Tuesday , August 20 2019
Home / chile / What Alexa, Assistant and Siri are really listening to, storing and processing

What Alexa, Assistant and Siri are really listening to, storing and processing

Voice assistants are in vogue. Wise speakers from Amazon or Google have become one of the potential gifts for this Christmas, and now both Google's assistant and Alexa or Siri speak Spanish, it's easy to ask the question: What do they hear and keep everything we talk about?

Confidentiality is again challenged by some solutions, some of which think we are "spies," but as we will see below, all companies responsible for developing voice assistants have taken into account this section and are very careful about the data being processed. and how they are treated.

Machines want to talk to us

Smart speakers they're a little scared. There are no longer any anecdotal errors that led to these sinister laughs, but because of their use it is not clear what kind of security affects the interaction with these devices.

We are around technology that listens to us, but not satisfied with the transfer of mobile mobile devices everywhere, now also smart speakers accompany us at home, and this is not the only element in which the voice assistants are. Smart clocks and various solutions that we could include in the segment of the Internet can also use these changes.

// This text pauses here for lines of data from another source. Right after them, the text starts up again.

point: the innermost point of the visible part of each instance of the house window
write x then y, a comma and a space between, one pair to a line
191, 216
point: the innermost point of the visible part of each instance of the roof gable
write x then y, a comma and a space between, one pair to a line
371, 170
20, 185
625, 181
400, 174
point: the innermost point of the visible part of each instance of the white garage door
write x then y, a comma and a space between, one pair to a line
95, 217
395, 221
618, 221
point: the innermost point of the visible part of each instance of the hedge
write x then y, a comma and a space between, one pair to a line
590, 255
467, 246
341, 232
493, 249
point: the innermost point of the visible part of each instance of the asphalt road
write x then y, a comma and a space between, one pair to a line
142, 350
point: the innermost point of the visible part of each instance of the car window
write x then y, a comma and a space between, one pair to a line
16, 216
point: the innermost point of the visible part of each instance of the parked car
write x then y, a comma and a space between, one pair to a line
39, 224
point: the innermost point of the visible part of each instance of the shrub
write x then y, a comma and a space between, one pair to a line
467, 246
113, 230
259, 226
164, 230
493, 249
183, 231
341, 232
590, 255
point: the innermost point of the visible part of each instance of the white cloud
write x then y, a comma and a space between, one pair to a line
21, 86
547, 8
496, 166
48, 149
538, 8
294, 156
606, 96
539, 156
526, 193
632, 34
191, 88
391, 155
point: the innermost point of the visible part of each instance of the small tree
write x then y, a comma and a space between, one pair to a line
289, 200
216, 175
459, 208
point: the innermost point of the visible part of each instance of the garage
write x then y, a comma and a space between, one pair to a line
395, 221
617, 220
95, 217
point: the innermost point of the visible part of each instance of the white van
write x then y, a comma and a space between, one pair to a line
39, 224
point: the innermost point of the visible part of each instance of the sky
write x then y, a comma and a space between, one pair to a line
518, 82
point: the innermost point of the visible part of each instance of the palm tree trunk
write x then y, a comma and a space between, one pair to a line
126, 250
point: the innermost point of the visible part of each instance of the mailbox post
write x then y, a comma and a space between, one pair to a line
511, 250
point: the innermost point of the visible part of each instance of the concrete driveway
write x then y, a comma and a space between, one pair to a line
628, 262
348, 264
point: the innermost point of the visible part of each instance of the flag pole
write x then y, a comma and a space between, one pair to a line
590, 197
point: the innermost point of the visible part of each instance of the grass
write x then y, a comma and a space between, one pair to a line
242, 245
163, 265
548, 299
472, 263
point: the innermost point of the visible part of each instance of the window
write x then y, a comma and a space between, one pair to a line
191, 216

The problem (if we do it in this way) is the feeling that these products always listen to us, which endangers our data security. and our privacy. This happened, for example, with this private conversation that Amazon Echo shared random contact error, but this kind of situation is an exception rather than a rule.

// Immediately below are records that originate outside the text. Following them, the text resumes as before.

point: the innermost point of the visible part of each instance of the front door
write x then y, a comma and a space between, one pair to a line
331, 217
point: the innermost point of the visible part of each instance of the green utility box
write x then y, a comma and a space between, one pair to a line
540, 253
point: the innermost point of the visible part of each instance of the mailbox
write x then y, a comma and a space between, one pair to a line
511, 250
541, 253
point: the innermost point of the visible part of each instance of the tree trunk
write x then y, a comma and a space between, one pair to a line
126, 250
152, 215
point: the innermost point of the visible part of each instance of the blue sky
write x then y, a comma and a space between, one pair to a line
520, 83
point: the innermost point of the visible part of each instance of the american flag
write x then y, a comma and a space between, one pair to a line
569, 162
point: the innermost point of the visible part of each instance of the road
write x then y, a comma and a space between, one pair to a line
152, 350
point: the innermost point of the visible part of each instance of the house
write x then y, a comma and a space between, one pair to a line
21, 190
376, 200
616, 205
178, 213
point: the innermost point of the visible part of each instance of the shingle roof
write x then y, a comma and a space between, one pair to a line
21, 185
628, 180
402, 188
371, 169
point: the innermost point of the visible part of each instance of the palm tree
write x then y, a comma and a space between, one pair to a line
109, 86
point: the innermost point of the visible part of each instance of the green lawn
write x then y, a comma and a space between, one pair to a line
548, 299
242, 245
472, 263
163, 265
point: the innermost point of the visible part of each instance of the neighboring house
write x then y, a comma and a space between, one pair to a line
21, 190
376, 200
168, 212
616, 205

In this way it is like voice support always looked at us, although in fact the producers at our disposal have enough information to understand what these assistants are doing with these data.

It acts as a voice assist

Similarly, smart speakers and other products that use voice assistant capacity also work: they are activated with the name that awakens them, which means that these assistants are actively awaited: they always listen, but they pay attention only from the moment they hear this esoecial name (Hei Siri, OK Google, etc.) Is a small activation phrase.

Google assistant When I ask Google Assistant on my Android phone, if he's spit on me (he asks the question, but he answers as if it were a question) his answer was that.

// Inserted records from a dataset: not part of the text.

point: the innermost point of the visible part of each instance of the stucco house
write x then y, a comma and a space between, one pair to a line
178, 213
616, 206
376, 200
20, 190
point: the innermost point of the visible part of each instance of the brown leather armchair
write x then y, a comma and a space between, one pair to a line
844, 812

To carry out this active standby function, these assistants constantly listen to us and make small entries with the words they hear and try to recognize. If this activation word or phrase is activated, the device saves the recording to handle it. but if this is not the case, this entry is fixed.

When we activate the voice assistant, yes, the data transmission starts, and here it is important to point out that again we are dependent on the cloud: this conversation and these questions or orders are not processed on the device as such, but transmitted to the server that interprets them, processes them and provides an answer that our assistant simply cares about making us loud (of course, synthesized).

So our voice it is not stored locally on the device, but it comes to servers that manufacturers of these devices and developers of these aids (Google, Apple, Amazon, Microsoft) have prepared all this huge language recognition work.

But What data is actually transferred to these servers? What do these companies do with these data? What can we do with it? What we think is important to clarify, and we will do it separately for each of the four major voice assistants in the current market.

Google assistant

What do you collect and for what purpose?

It is important to note that the voting aid is available, for example, in 2007 Google does not initially record all our conversations. Instead of helping an assistant to "listen to small snippets" from a few seconds to determine if the activation phrase has been spoken. If not, these passages are deleted and this information is not left on your device until you hear an activation phrase. "

Google start

Google Home Help is informing us about the information collected by the Google Home Appliance. In fact, there is a special section that shows the collected data and it They are divided into three groups.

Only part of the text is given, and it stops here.